On the evening of May 17, Jenson, then two, accidentally poured boiling hot tea over himself, while in the kitchen with his dad.

Jamie quickly put Jenson in the sink so he could bathe in cool water to help ease the burn, and Michelle rang 999 – the call handler then assisted Michelle, and asked her to put her son in a lukewarm shower.

Michelle said: “I had to pretend that he wasn’t my son and he was just someone at work that’s burned themselves badly, so I just got on with it and was quite calm.

“I could have been shocked… even though I was panicking inside, I tried to stay calm.

“Whereas my husband was very much panicking and was really upset – distraught.”

Jenson's parents have since rearranged their kitchen (Collect/PA Real Life)
Jenson’s parents have since rearranged their kitchen (Collect/PA Real Life) ( )

Within 20 minutes, a helicopter from the North West Air Ambulance Charity arrived – providing advanced pain relief and fluids.

“It was a sigh of relief really when they came in, because you just felt like you weren’t on your own and it made you feel calm,” Michelle said.

“They took control of the situation and it felt like everything was going to be okay.”

At Royal Manchester Children’s Hospital, doctors began by washing his wounds and bandaging Jenson everywhere from his waist up, so he “looked like a mummy”.

They then took him into surgery to have the skin graft, with skin taken from his right thigh and grafting it to his right shoulder, and he continued to be bandaged up for the following four weeks.

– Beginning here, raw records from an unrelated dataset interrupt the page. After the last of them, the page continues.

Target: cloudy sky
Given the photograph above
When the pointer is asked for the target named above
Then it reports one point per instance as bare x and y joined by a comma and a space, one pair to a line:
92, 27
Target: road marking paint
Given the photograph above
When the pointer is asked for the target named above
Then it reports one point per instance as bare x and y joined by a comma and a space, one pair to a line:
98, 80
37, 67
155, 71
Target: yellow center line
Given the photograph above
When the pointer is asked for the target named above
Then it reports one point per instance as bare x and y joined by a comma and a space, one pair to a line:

“I just broke down because you couldn’t see his face – he had tape all around his head, and he had bandages all on his face, even though it wasn’t burned badly, he still needed them,” Michelle explained.

“It just didn’t look like him – he couldn’t show any facial expressions, he couldn’t do anything.

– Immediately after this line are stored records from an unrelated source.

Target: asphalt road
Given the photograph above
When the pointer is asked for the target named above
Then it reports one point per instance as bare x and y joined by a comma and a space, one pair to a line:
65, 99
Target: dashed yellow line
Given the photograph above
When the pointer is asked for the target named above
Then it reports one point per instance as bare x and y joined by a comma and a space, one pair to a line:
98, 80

“I think in a way he got used to it each day, but he found it hard… every time the door opened, he tried to make a run for it every time.”

One of the first things Michelle and her husband did when arriving home was re-arrange their kitchen to prevent any other accidents.

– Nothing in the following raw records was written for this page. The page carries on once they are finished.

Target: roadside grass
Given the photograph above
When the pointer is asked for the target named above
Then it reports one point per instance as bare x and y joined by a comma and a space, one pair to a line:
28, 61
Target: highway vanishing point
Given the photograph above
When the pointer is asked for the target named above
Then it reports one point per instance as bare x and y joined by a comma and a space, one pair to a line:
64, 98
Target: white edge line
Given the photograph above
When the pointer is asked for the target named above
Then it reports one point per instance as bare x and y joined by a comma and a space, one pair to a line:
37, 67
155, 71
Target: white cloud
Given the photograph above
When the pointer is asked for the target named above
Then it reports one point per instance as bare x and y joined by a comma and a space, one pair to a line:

“Nothing’s near the sides – we’ve moved the kettle to the furthest point in the kitchen and we don’t let him in the kitchen on his own,” Michelle said.

“We now don’t use the front two stoves on the hob because we’re worried about him obviously reaching and pulling a saucepan down.

“It’s made us more panicky – as soon as he runs into the kitchen, I’m like ‘Jamie, go and get him.’

“It’s definitely made us a bit more jumpy, more cautious.”

Jenson has become more sensitive to touch and now has to wear a compression top for 22 hours per day to decrease the severity of scarring.

“I just think that he doesn’t like being enclosed or forced to be in a position that he doesn’t want to be,” she said.

“Now, getting his haircut, we have to pin him down and it’s traumatic for him and traumatic for us – but it has to be done.

“We have to cut his toenails at night when he’s asleep. So it’s all those things that you never think of really.

“He’s also a nightmare with medication too – even with a cold we struggle to give him anything because of him having to take so much in hospital.”

Over time, his skin graft is less visible, and Michelle hopes it will not impact him in future.

“It’s faded quite a bit now already and it’s just the same colour as his skin,” she said.

“So the skin actually doesn’t look any different apart from it being wrinkly.

“You wouldn’t really know looking at it – at school, the only time that you might see is PE but I think by the time he gets to that age it will be less noticeable.”